El fenómeno Bolsonaro en Brasil ha desatado un gran debate entre los sectores progresistas y las “izquierdas” de América Latina. Hay que avanzar en el análisis sin caer en justificaciones, negaciones, ánimos revanchistas o espíritus moralistas, que no sirven para nada. Claro, hay que profundizar en las causas particulares y generales de todo lo ocurrido para poder reaccionar pronto y de la mejor manera. Pero, hay que recordar que “nada es perfecto en el mundo”, “sorpresas nos da la vida” y “la vida no acaba aquí”.

Intentaremos aportar algunos elementos en la misma dinámica del anterior artículo (http://goo.gl/xLRKWw); es decir, con una mirada de mediano plazo reconociendo la complejidad de la situación. Ello, por cuanto nuestra tesis central es que enfrentamos una crisis sistémica y no solo del capitalismo. Están en juego los fundamentos de la actual civilización humana que se basa en la economía crematística y demás componentes materiales, sociales y filosóficos que se formaron a lo largo de los siglos (concepciones y técnicas depredadoras de la naturaleza y del ser humano, relaciones sociales de explotación, formas políticas de dominación como el patriarcalismo y la democracia representativa, y la lógica lineal y formal).

Ubico cuatro aspectos en la discusión planteada: 1. ¿El ascenso de Bolsonaro es un fenómeno global o es particular (local y regional)? 2. ¿Es fruto de procesos sociales provocados por la crisis sistémica del modelo de desarrollo o es solo resultado de estrategias planeadas y ejecutadas por las élites capitalistas? 3. ¿Los líderes “proto” y “neo-fascistas” se fortalecen ante la ausencia de una propuesta trascendente y transformadora de las fuerzas democráticas o solo es resultado de errores puntuales de los gobiernos progresistas y de izquierda? 4. ¿Se debe abandonar el campo de la lucha institucional incluyendo lo electoral o hay que tratar de rectificar sobre la marcha?

En el anterior escrito quedaron planteadas unas preguntas que ahora espero responder y en medio de ese ejercicio ofrecer algunas pistas-respuestas sobre el problema que tenemos entre manos.

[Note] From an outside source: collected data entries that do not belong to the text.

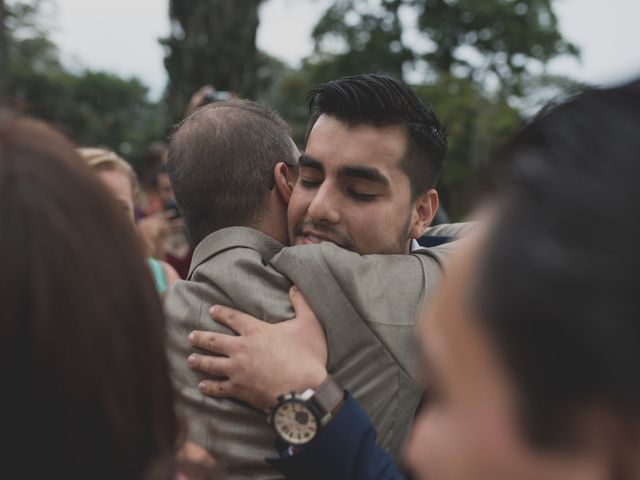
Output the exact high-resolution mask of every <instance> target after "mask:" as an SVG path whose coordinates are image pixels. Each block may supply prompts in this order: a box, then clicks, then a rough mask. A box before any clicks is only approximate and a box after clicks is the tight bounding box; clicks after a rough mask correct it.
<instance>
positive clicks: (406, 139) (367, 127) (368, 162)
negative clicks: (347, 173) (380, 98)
mask: <svg viewBox="0 0 640 480" xmlns="http://www.w3.org/2000/svg"><path fill="white" fill-rule="evenodd" d="M406 143H407V130H406V128H405V127H404V126H402V125H386V126H373V125H365V124H357V125H351V124H349V123H347V122H346V121H343V120H340V119H337V118H336V117H332V116H329V115H321V116H320V118H318V120H317V122H316V123H315V125H314V126H313V128H312V130H311V132H310V134H309V138H308V141H307V149H306V153H307V154H308V155H309V156H311V157H313V158H314V159H316V160H318V161H319V162H321V163H322V164H323V165H325V167H329V166H331V164H341V165H344V164H351V165H354V166H367V165H368V166H380V167H383V166H387V167H388V166H391V165H395V164H397V163H398V162H399V161H400V159H401V158H402V157H403V156H404V153H405V151H406Z"/></svg>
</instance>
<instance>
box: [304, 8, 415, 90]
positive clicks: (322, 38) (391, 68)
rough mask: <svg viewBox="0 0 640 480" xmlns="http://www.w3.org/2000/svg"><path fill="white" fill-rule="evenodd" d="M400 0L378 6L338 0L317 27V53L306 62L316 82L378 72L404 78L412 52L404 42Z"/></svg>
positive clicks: (396, 76)
mask: <svg viewBox="0 0 640 480" xmlns="http://www.w3.org/2000/svg"><path fill="white" fill-rule="evenodd" d="M401 5H402V1H401V0H385V1H382V2H380V5H379V6H378V7H377V8H375V7H373V6H372V4H371V2H369V1H368V0H336V1H335V2H334V4H333V5H332V6H330V7H329V8H328V9H327V11H326V12H325V13H324V15H323V16H322V18H321V19H320V21H319V22H318V23H317V25H316V26H315V28H314V30H313V32H312V37H313V40H314V42H315V49H314V54H313V55H312V57H310V58H309V59H308V60H307V62H306V69H308V70H309V71H310V74H311V77H312V79H313V81H315V82H325V81H328V80H332V79H335V78H338V77H340V76H343V75H350V74H356V73H362V72H378V73H386V74H389V75H393V76H395V77H399V78H401V77H402V76H403V68H404V66H405V64H406V63H407V62H409V61H411V60H412V59H413V53H412V51H411V50H410V49H409V48H407V47H406V46H405V45H404V43H403V41H402V25H401V22H400V18H399V9H400V7H401Z"/></svg>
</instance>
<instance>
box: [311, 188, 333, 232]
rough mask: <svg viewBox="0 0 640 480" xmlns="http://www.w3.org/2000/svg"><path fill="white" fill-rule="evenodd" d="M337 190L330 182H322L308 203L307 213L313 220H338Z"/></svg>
mask: <svg viewBox="0 0 640 480" xmlns="http://www.w3.org/2000/svg"><path fill="white" fill-rule="evenodd" d="M338 196H339V192H337V191H336V189H335V188H333V187H332V186H331V185H330V184H326V183H324V184H322V185H321V186H320V188H319V189H318V191H317V193H316V195H315V197H314V198H313V200H312V201H311V203H310V204H309V209H308V210H307V213H308V214H309V217H311V219H312V220H313V221H315V222H320V221H325V222H328V223H331V224H334V225H335V224H337V223H339V222H340V218H341V215H340V207H339V205H340V203H339V201H340V199H339V198H338Z"/></svg>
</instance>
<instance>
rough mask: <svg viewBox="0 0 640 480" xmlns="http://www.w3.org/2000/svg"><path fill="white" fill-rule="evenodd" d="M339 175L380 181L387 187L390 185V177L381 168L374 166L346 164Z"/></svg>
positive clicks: (341, 167) (339, 173) (345, 176)
mask: <svg viewBox="0 0 640 480" xmlns="http://www.w3.org/2000/svg"><path fill="white" fill-rule="evenodd" d="M338 175H339V176H341V177H358V178H363V179H365V180H369V181H371V182H375V183H379V184H380V185H383V186H385V187H388V186H389V185H390V182H389V179H388V178H387V177H386V176H385V175H383V174H382V173H381V172H380V170H378V169H377V168H373V167H363V166H348V165H347V166H344V167H341V168H340V170H339V172H338Z"/></svg>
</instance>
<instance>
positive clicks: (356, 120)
mask: <svg viewBox="0 0 640 480" xmlns="http://www.w3.org/2000/svg"><path fill="white" fill-rule="evenodd" d="M309 96H310V99H311V109H312V117H311V121H310V126H309V132H308V134H307V141H306V148H305V152H304V154H303V155H302V156H301V157H300V161H299V164H300V178H299V180H298V188H296V189H295V190H294V192H293V196H292V199H291V204H290V206H289V227H290V230H289V237H290V239H291V242H292V244H295V245H300V244H305V243H315V242H318V241H322V240H329V241H332V242H334V243H336V244H338V245H340V246H342V247H344V248H347V249H350V250H355V251H357V252H359V253H361V254H367V253H408V252H409V251H410V246H411V242H410V240H411V239H417V238H420V237H421V236H422V234H423V233H424V231H425V230H426V228H427V227H428V226H429V224H430V223H431V221H432V220H433V217H434V215H435V213H436V210H437V209H438V193H437V191H436V190H435V188H434V187H435V184H436V181H437V179H438V176H439V175H440V169H441V167H442V162H443V159H444V155H445V153H446V150H447V140H446V133H445V131H444V129H443V128H442V126H441V125H440V122H439V121H438V118H437V116H436V114H435V113H434V112H433V110H430V109H428V108H427V107H426V106H425V105H424V104H423V103H422V102H421V101H420V99H419V98H418V97H417V96H416V94H415V93H414V92H413V91H412V90H411V89H410V88H409V87H408V86H407V85H405V84H403V83H401V82H398V81H397V80H394V79H392V78H389V77H384V76H378V75H359V76H354V77H346V78H343V79H340V80H336V81H332V82H329V83H326V84H324V85H321V86H319V87H317V88H315V89H314V90H312V91H311V92H309Z"/></svg>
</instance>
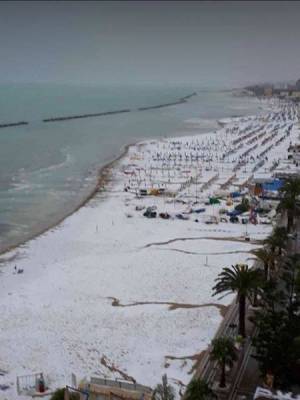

Ellas son: ¿Qué es el Prosumidor, qué papel juega en la economía postcapitalista y cómo podemos contribuir con su desarrollo cualitativo y cuantitativo?; y, ¿Cómo las luchas sectoriales (de clase o sector social, género, edad, etnia, cultura) pueden contribuir a la superación del actual modelo de civilización o pueden servir de excusa a las propuestas conservadoras, clasistas, machistas y racistas?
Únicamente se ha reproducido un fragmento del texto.